I don't even begrudge children their noisy Rhymetimes and Storytimes - though I will check that one isn't about to start before I head down to do some work or reading. In fact, as a mother of two preschoolers, I've been known to Wiggles out with the best of them. It's great to encourage kids to enjoy the library from a young age.
But loud and attention-seeking folk-pop music was taking it a step too far. The same goes for people who blast their own music so it escapes their headphones and buzzes around the room like a tripping blowfly. And those who pop in for a nap in their lunch hour - and snore. And don't get me started on the tourists who take advantage of the free wi-fi to loudly Skype their friends and family back home - which I see was also a bugbear of some readers who commented on my fellow blogger Christine's ode-to-the-library blog last week.

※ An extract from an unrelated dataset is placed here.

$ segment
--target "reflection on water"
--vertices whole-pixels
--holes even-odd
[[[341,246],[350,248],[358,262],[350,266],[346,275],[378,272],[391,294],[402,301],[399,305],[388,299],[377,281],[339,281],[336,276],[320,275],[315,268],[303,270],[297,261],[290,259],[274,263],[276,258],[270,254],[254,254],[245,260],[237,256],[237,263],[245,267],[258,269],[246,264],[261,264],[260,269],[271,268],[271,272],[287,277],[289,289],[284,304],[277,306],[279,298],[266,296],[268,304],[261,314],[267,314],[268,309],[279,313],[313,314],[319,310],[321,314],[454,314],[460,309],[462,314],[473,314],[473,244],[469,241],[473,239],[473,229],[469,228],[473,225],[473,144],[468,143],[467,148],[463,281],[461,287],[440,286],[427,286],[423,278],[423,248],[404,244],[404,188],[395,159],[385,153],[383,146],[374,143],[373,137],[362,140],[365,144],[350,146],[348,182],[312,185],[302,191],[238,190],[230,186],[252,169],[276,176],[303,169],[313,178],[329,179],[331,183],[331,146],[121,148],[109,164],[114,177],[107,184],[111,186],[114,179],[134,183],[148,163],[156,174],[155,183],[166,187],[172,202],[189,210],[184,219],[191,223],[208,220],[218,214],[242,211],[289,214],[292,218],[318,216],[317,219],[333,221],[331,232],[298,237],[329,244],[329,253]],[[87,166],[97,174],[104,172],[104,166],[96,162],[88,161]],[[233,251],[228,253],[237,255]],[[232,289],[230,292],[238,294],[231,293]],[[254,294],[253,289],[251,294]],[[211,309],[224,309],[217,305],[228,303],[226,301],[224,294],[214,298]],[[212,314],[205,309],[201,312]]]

(It was even more disturbing to read a comment from a man who'd worked on library computer systems and said he'd had to block hundreds of pornographic sites that people had tried to access while at the library. There's a time and a place, people!)
Yes, libraries should be shared places. And I think the secret to ensuring that they work as multi-purpose facilities is good design. The best libraries are those that have separate spaces - preferably soundproofed - for noisy and quiet activities.
It's a shame this wasn't factored into the long-disputed design of the two-year-old $9.4 million Birkenhead Library. It can be an inspiring place to work and a relaxing place to read, with its soaring ceilings, sea views and sofas. But it's also a cavernous open-plan space.
There's one tiny fishbowl of an enclosed "meeting room", which always seems to be locked, for no apparent reason. Otherwise, there are nominally separate spaces but the noise - from internet lessons, or Rhymetime, or the Skypers and snorers - disrespectfully refuses to recognise their symbolic boundaries.
Still, I'm happy to share. If I wanted total peace and quiet, I'd go somewhere else. But, please, no more Argentinian folk singers.